CHANGING THE RULES TO SAFEGUARD HEDGE FUNDS
By BETH PISKORA ------------------------------------------------------------------------ Regulators may have been sleeping on the job when the first hedge fund crisis broke, but are taking steps now to ensure they don't drift off again.
In the United States, where disclosure laws are the strongest, regulators are studying the books at numerous Wall Street firms to determine how much trading with and loans to risky hedge funds threatened financial market stability.
The stepped-up level of investigation comes after one hedge fund, Long-Term Capital Management, had to be bailed out to the tune of $3.6 billion in September.
The only alternative to the bailout, in which 12 Wall Street firms paid up to $350 million each to take over 90 percent of the fund, was the fund filing for bankruptcy protection, which the Fed feared would disrupt already-troubled world markets.
The fund, run by disgraced former Salomon Brothers executive John Meriwether, was highly leveraged, investing $50 for every $1 in capital it had.
If Meriwether were forced to sell off his losers in a quick liquidation, other investors would have seen the value of their holdings drop precipitiously.
But at least one regulator knew of Long-Term Capital's pending troubles months before the bailout.

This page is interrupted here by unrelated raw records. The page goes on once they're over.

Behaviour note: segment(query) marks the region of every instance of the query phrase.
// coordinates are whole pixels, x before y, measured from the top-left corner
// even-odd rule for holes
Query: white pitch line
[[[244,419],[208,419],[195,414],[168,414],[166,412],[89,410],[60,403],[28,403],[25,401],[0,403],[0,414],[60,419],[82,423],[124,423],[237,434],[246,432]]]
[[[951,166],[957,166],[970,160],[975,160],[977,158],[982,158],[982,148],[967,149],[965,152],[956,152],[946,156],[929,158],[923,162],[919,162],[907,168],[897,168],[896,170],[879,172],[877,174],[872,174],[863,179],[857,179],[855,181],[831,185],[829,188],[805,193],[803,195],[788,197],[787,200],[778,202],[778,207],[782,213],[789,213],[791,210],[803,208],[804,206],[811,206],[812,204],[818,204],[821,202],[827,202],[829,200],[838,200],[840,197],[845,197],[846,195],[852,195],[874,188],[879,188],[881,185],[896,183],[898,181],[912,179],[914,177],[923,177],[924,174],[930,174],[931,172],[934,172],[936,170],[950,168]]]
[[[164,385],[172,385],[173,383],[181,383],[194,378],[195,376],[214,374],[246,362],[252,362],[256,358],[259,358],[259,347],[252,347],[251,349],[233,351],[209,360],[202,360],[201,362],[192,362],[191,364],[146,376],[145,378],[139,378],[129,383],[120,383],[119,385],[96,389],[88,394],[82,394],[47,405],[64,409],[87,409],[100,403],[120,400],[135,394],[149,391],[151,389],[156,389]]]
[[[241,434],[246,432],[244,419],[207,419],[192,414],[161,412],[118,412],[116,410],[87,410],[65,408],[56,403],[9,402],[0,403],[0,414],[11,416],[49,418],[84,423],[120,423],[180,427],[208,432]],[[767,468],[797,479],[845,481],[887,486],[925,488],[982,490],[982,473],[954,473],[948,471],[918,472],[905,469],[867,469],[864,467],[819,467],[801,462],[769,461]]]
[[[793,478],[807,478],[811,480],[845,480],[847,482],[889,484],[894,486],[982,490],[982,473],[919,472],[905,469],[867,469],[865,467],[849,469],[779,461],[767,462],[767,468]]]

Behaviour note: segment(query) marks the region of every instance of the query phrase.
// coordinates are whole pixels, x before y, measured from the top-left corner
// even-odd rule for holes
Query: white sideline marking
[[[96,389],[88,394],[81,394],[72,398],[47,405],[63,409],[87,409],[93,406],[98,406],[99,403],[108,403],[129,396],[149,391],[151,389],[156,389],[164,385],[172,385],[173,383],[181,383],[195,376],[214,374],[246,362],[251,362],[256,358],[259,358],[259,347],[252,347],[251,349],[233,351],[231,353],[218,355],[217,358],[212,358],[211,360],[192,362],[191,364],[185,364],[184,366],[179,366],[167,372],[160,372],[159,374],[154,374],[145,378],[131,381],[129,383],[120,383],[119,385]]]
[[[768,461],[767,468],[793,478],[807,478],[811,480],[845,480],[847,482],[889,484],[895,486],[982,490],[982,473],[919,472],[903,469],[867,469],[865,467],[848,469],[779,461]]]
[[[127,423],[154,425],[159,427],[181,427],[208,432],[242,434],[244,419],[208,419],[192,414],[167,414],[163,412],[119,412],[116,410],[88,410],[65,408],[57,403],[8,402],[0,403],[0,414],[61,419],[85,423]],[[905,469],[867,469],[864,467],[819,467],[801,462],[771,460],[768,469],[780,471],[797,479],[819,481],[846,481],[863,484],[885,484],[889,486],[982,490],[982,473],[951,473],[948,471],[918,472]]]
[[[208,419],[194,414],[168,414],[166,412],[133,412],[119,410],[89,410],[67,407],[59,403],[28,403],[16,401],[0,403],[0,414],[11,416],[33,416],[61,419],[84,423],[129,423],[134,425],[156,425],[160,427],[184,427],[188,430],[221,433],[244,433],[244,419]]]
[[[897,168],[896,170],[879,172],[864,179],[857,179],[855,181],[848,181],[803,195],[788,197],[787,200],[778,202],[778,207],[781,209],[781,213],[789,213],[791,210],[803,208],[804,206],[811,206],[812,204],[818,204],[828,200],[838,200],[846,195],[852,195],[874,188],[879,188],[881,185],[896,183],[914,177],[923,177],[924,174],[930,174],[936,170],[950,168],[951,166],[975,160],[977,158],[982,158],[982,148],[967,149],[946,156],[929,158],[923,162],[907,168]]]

According to published reports, Brooksley Born, chairwoman of the Commodity Futures Trading Commission, failed to act on her knowledge of the fund's highly-leveraged status, even though she knew of it months earlier.
Under current U.S. law, Born could not share that information with other regulators, including the Federal Reserve and the Securities and Exchange Commission, unless those authorities requested the information.
A group of U.S. and international regulators, led by SEC Chairman Arthur Levitt, met on Friday to discuss a change in the rules that, if in effect this past summer, would have allowed Born to share the dismaying debt details.
"Our experience proves that reliable disclosure, transparency, and effective regulation are the essential ingredients for strong markets," said Levitt.
"I'm not sure the response to the problem of Long-Term Capital should be regulation," Levitt added. "I expect that the tack we will take will be increased disclosure."
However, Levitt may not get the support of international regulators in his quest. The Bank of England, the British equivalent of the U.S. Federal Reserve, said in a report that tighter regulation of hedge funds could prove self-defeating. The report urged hedge funds to regulate themselves.
Since most hedge funds are headquartered outside the United States, U.S. regulators have little control over what the funds can or cannot do. U.S. regulators can only work to protect banks and brokerages under their jurisdiction from taking on too much hedge fund-related risk.